データセンター会社新社名「BBTower」と「大和田新経営体制」の意義

 データセンターを運用してきたグローバルセンター・ジャパン(株)を子会社化するに伴い、新社名を(株)ブロードバンドタワー(略称「BBTower」)に変更し、新社長として大和田廣樹を選任しました。そこで、新社名と新経営体制の意義について述べてみたいと思います。
 冒頭に述べたようにブロードバンド(BB)は、ネットワーク業界に計り知れないインパクトを与えつつあります。今までのナローバンド時代に実現されていなかったいくつかのことがありますが、特に利用者から見て大きな変化は、常時接続/定額課金と高速性であります。常時接続/定額課金であるため、利用者はこぞってダイヤルアップからBBへの移行を進め、また、利用時間も急増しつつあります。そして、高速性からコンテンツの有料化(お金を払うに足りる品質が得られ始めた)が進んでいます。このようなBB環境の下、データセンターのビジネスモデルは、コロケーションスペースの場所貸しを中心としたものから大きく変化しており、次のような役割が極めて重要になってきます。

1.BB接続性が確保されていること(多くのBB通信事業者との中立的接続性)。
2.優良コンテンツが集積していること(新規参入のコンテンツ事業者にとって)。

 以上のようなBB環境への大きな変化の中で、新会社(株)ブロードバンドタワー(略称「BBTower」)が目指しているのは、コンテンツ事業者にとってのBBネットワークにおける「東京タワー」の役割なのです。「BBTower」に設置するだけで、コンテンツ事業者は、最高のBB接続性を手に入れることができ、できるだけ多くのBBユーザーにとってスムーズにBBコンテンツが流れる仕組みを提供する、それが、「BBTower」です。
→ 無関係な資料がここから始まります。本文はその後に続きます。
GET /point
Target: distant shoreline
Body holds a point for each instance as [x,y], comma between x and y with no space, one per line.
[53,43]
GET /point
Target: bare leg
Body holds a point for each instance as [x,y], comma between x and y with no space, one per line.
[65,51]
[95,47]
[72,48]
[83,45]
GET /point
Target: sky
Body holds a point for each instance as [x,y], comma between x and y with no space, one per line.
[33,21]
今後は、水平統合事業モデルに基づきBBX網で相互接続されている他のデータセンター事業者も含めて、できるだけ多くのパートナー企業との共同事業を展開するために順次発表させて頂きたいと考えております。

 また、「BBTower」の新専任社長として、創業以来当社のネットワーク事業の担当役員として中枢を担ってきた大和田廣樹を選任しましたが、これは、当面の当社連結決算上最も重要な役割を果たす子会社として位置づけたことを意味しています。さらに、データセンター事業は、当社上場の中心事業であり、ドットコム崩壊によるエクソダスショックなどを経て、目まぐるしく変化するネットワーク業界において、減増資によって外資系企業、しかもデータセンターの元祖であるグローバルセンター系企業を子会社化できる絶好のチャンスと捉えました。近年、伝統ある日本企業が減増資によって外資化されるケースが多かった中で、ある種の意義をも感じております。
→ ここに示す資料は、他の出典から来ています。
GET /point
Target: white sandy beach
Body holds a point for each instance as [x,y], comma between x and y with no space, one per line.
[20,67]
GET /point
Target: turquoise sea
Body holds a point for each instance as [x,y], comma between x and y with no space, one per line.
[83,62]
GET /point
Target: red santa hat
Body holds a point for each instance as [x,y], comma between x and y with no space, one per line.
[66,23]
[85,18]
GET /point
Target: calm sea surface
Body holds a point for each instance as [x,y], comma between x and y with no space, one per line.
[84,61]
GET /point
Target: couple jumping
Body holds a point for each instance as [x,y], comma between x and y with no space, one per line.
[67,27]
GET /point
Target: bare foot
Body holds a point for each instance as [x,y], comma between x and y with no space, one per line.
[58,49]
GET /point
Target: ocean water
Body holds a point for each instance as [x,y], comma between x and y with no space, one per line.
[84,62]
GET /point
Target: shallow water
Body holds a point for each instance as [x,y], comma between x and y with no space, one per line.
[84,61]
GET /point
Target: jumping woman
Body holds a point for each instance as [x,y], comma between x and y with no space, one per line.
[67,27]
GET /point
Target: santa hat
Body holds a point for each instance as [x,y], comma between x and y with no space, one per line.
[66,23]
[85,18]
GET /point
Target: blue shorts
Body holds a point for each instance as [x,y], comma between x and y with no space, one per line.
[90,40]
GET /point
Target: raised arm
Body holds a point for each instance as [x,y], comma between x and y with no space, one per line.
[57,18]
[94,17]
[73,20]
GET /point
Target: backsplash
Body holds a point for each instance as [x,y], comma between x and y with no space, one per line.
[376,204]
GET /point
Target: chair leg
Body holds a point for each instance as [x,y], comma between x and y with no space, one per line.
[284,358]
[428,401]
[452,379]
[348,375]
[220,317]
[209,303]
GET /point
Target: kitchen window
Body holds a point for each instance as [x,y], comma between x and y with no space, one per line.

 さて、コローケーション(Webサーバ向け場所貸し)だけの低付加価値データセンターは東京地区にて供給過剰気味である中、BB環境に対応できる当社のセンターは希少価値があり、Yahoo!Japan 殿はじめ多くのBB関連顧客が集結しつつあります。時代の転換期にネットワーク業界における成功例を実証することこそが当社の使命であると考えておりますが、引き続き「BBTower」早期黒字化達成の目標へ向けて、業績向上への挑戦を行ってまいります。日本経済は不況脱出の兆しがなかなか見えず、各産業分野は沈滞気味ではありますが、このような時期だからこそBBXとBBTowerを中心とした本業に注力して力をつけていければと日々考えております。

 株主の皆様は、ご多用とは存じますが、次回5月の決算説明会(※)や定時株主総会にも是非ご参加頂きますようお願い申し上げます。
 これをもって陽春の挨拶とさせて頂きます。
(※)当社決算説明会のご参加は、東京証券取引所ホームページ「IPO関連メールサービス」を通じてお申し込みください。会員登録は無料です。